Monday, November 13, 2017

Are mass murderers always insane? Researchers don't think so

UK Independent   File under "They know this because....?"  

" 'In almost all high-end mass killings, the perpetrator’s thinking evolves,' says one expert"

If what people do is any reflection of who they are, then Devin Patrick Kelley, who slaughtered 26 churchgoers on Sunday in Texas, surely was a madman.
Before the atrocity, he had attempted to sneak weapons onto an Air Force base after making death threats to his superiors, according to a local police report. In 2012, he had escaped from a mental hospital in New Mexico to which he had been sent after assaulting his wife and fracturing his stepson’s skull.
"A video of the church killing reportedly shows Mr. Kelley working his way methodically through the aisles, shooting some parishioners, even children, at point-blank range.
"But the rest of these murderers do not have any severe, diagnosable disorder. Though he was abusive to his wife, Omar Mateen, who killed 49 people in an Orlando nightclub, had no apparent serious mental illness.

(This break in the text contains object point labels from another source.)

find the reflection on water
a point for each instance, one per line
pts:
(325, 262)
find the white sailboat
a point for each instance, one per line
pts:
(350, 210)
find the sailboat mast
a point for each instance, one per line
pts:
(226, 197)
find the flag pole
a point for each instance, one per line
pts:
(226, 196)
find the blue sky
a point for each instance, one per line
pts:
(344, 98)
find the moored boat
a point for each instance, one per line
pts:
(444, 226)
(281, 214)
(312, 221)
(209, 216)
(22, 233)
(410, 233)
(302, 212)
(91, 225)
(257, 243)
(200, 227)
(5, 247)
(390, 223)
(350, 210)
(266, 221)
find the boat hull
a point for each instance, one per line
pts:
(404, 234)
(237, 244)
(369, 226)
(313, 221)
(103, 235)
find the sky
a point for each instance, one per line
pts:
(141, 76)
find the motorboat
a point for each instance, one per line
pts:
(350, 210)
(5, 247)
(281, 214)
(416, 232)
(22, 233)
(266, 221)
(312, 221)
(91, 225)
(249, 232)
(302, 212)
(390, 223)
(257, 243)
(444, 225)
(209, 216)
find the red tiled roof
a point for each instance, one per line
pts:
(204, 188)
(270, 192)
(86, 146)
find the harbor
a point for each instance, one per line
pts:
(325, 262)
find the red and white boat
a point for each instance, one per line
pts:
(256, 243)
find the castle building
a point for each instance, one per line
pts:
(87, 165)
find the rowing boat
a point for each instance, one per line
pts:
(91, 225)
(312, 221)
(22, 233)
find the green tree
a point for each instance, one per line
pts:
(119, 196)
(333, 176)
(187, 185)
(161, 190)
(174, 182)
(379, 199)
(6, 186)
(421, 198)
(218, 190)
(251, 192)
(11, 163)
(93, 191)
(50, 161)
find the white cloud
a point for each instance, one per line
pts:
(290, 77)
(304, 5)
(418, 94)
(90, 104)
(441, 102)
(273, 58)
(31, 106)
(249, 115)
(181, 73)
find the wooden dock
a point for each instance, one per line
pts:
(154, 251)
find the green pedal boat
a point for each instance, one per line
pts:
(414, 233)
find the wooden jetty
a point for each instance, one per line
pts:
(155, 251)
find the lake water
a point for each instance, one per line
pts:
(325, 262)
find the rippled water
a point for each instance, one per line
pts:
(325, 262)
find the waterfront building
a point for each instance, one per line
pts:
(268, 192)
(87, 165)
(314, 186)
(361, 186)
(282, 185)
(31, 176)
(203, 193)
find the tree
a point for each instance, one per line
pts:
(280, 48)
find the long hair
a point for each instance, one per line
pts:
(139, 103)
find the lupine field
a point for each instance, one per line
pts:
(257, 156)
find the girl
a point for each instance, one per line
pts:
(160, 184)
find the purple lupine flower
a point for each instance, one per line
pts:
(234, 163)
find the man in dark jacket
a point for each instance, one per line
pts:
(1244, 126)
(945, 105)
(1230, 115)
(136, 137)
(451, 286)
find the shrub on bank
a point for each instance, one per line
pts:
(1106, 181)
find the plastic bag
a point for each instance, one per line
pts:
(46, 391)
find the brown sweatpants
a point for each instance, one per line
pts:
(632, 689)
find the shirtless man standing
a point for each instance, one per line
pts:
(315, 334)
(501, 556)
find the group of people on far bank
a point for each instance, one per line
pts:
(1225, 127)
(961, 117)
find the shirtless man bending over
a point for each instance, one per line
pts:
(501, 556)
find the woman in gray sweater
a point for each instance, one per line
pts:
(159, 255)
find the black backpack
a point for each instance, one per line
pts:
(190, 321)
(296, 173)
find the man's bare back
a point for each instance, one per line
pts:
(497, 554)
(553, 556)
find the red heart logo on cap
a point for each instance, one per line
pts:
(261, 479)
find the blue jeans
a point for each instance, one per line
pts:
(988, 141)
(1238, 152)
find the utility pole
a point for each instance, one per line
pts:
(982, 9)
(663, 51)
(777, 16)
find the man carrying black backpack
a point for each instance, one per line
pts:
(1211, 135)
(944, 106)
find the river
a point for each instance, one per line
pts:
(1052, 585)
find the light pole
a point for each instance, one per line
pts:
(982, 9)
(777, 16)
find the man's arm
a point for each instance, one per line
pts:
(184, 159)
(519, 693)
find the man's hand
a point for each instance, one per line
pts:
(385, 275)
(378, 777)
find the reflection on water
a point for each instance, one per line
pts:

Neither did Stephen Paddock, who mowed down 58 concertgoers from a hotel window in Las Vegas."
"Ditto for Dylann Roof, the racist who murdered nine African-American churchgoers in South Carolina in 2015, and Christopher Harper-Mercer, the angry young man who killed nine people at a community college in Oregon the same year." . . .
"Adam Lanza, who in 2012 killed 26 people at Sandy Hook Elementary in Newtown, Conn., exhibited extreme paranoia in the months leading up to his crime, isolating himself in his room."